PHOTO screencap from Kingdom Season 2 teaser trailer

But perhaps Prince Lee Chang, played by Ji Hoon, faces the most character development. He goes from good-looking sheltered prince to savvy and knowledgeable aspiring king. Ji Hoon says that “what [Prince Lee Chang] had only known through books, he was able to experience and see and really feel firsthand and he learned a lot from that.” While scholar scrolls and mannerly conduct are part of what makes a great leader, a lot of it also has to do with knowing how his people feel, and that has to come from being out there and seeing how the citizens of Joseon are affected by decisions from the top. “So compared to the first season, in the second season, he is a lot more active and tries to make improvements by actively participating,” Ji Hoon explains.

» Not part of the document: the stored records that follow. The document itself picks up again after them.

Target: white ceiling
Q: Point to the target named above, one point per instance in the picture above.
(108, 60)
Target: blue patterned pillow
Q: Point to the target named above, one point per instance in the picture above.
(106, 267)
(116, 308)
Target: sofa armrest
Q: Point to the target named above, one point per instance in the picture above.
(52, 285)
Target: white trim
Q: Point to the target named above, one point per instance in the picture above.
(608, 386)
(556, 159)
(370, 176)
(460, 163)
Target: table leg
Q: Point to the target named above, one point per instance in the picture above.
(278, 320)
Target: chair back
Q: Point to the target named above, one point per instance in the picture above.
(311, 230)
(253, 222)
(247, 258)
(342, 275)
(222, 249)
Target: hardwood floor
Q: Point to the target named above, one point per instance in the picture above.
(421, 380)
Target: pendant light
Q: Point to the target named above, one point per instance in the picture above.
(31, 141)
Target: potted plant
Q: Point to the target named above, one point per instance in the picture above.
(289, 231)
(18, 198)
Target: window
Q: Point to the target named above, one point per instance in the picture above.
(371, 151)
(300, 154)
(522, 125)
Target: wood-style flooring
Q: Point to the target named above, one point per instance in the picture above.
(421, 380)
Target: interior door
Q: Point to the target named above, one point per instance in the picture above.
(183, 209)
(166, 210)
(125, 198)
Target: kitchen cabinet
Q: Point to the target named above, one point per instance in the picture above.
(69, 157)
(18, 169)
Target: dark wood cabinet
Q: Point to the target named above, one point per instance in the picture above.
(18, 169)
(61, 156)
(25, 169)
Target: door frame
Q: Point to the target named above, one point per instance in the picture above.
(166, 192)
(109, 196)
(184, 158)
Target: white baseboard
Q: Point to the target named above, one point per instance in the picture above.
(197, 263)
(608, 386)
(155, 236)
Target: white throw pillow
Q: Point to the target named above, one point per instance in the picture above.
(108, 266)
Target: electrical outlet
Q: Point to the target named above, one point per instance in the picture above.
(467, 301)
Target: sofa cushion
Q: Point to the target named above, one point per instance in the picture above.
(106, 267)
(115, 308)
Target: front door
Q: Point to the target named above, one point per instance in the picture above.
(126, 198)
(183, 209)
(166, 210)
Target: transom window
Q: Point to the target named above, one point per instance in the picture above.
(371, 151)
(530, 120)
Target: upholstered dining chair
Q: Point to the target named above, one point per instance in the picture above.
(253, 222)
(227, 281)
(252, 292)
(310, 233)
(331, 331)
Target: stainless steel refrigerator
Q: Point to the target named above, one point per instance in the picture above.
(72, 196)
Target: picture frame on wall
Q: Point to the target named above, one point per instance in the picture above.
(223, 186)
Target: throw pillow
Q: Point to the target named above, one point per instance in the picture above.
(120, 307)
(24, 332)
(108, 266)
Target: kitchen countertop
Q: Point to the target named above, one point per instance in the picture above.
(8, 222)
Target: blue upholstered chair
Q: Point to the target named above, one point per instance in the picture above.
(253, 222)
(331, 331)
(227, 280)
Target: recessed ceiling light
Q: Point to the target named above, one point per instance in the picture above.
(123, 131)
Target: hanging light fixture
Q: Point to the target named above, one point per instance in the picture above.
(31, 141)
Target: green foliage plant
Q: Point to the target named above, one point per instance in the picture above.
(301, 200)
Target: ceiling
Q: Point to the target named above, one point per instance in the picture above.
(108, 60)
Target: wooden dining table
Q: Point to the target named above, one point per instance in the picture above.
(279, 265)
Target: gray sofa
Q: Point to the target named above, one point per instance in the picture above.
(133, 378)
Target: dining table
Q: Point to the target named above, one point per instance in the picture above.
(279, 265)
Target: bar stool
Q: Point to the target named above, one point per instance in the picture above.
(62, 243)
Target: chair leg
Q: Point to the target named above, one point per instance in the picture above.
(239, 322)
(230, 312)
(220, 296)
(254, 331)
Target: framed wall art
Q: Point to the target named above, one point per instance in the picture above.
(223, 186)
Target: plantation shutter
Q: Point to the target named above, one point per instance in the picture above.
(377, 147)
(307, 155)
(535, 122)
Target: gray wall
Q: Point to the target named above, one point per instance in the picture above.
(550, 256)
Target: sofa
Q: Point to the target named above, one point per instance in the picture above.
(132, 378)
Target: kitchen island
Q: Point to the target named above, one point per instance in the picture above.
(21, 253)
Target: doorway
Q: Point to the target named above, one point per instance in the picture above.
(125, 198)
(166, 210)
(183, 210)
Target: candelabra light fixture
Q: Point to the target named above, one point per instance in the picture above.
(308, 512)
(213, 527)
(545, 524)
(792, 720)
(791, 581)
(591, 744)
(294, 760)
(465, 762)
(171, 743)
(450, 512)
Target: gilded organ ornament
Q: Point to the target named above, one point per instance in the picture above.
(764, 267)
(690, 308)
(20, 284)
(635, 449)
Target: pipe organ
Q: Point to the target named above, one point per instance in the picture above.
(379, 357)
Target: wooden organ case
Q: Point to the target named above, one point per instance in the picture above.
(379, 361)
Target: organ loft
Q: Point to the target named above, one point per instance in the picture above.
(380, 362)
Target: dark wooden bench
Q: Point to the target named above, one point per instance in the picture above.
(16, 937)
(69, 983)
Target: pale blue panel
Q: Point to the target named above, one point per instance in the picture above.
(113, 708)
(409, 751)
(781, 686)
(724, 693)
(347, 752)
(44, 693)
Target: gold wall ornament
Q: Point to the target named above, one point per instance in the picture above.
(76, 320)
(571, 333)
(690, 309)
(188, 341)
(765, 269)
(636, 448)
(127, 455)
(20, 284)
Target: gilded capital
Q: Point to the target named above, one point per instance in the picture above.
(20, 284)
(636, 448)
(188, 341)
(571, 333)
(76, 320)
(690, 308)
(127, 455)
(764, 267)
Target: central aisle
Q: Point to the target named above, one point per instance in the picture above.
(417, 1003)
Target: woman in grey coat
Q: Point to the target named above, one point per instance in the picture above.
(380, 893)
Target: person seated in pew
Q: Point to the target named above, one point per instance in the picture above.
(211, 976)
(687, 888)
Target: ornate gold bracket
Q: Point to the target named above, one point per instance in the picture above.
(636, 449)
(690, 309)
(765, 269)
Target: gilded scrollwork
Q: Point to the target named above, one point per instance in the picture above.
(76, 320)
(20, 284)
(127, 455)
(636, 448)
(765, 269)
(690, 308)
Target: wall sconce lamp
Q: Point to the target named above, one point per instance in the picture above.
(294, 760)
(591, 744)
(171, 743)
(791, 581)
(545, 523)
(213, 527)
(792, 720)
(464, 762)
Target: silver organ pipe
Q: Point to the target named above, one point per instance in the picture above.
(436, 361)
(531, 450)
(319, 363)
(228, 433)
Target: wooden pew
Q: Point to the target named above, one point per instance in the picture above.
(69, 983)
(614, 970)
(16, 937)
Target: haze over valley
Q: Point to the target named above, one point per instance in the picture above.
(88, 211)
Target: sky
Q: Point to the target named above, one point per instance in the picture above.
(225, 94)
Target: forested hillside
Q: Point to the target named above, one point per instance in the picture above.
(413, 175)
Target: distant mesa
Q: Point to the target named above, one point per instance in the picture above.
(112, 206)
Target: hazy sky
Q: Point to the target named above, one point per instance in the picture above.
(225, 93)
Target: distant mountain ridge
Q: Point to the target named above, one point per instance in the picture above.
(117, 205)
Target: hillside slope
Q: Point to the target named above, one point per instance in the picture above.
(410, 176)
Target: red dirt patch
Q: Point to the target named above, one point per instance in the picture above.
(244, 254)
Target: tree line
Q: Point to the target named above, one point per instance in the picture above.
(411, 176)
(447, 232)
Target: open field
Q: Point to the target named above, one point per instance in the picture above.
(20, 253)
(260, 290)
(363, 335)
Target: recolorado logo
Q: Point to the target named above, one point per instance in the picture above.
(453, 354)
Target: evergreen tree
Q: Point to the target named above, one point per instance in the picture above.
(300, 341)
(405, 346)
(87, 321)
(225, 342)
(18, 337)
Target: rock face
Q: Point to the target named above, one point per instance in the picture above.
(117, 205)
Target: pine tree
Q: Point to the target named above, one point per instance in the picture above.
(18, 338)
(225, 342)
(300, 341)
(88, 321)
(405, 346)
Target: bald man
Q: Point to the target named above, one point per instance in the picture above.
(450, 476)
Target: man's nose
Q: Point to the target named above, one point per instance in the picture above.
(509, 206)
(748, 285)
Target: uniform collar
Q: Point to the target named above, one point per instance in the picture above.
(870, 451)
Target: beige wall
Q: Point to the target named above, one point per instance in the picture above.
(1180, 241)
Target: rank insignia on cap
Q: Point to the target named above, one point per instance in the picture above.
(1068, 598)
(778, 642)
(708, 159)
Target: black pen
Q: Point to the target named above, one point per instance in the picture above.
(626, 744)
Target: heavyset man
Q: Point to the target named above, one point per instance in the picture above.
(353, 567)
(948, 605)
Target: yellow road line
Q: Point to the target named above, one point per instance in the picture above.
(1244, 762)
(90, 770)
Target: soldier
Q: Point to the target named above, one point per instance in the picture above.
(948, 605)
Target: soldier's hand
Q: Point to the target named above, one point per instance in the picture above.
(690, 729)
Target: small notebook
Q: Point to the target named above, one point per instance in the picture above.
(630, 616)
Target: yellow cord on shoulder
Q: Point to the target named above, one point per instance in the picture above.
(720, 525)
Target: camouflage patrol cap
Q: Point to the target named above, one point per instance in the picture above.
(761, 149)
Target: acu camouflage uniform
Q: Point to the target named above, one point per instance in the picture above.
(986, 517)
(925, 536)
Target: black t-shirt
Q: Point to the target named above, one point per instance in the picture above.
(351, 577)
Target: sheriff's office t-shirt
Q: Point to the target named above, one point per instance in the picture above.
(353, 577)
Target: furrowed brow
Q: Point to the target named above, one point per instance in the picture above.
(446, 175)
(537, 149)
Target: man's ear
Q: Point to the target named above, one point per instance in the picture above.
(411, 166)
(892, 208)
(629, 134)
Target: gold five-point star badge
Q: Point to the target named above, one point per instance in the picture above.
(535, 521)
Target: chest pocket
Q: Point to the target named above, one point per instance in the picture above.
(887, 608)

There was already a lot going on in the citadel of Hanyang even before the zombies came. Season 2 sees tensions run high, as the throne is still as valuable as ever, even in the midst of an invasion courtesy of the living dead. Everyone’s got their own reason for staying alive—be it for the sake of survival, to prove their strength, to help people, or to assume power once all of this is over. It would be easy to dismiss Kingdom as just a zombie apocalypse that takes place in a new setting, but part of why it’s such a hit is because of the intricate web of manipulation and lies the characters have put up. The K-Drama fan has caught wind of Kingdom, but even the watcher who hasn’t really dipped their toes in Korean series finds themselves eagerly awaiting Season 2.

The cast and creators never really expected the hype that came in waves when Kingdom first premiered, but they are thankful for the positive reviews. “There is of course the positivity that comes from working with Netflix. And then there is the universal factor of the genre being a zombie genre, much like how BTS was able to travel or they were able to really connect to other people because of the universality of dance or upbeat music,” In Je says citing the beloved zombie genre viewers all over the globe have come to love. Usual fare aside, In Je thinks that the Joseon era and exploring Korea’s history is something that hooks in the viewer. “That's something that is not often seen anywhere else in the world. So there's a sense of creativity that comes from that. And of course, the curiosity regarding the culture, art, and the wardrobe of the Joseon dynasty is a great plus for our content,” he sums up.


Season 2 of Kingdom promises the same level of suspense and thrill with additional spice. None of them could spill exactly how it could be even better than the first, but they went into the second season with the goal of doing things bigger, better, and faster. If Season 1 allowed you to breathe in between scenes and episodes, Season 2 may just have you holding your breath the entire time—but you didn’t hear that from us.

Kingdom Season 2 starts streaming on March 13 on Netflix.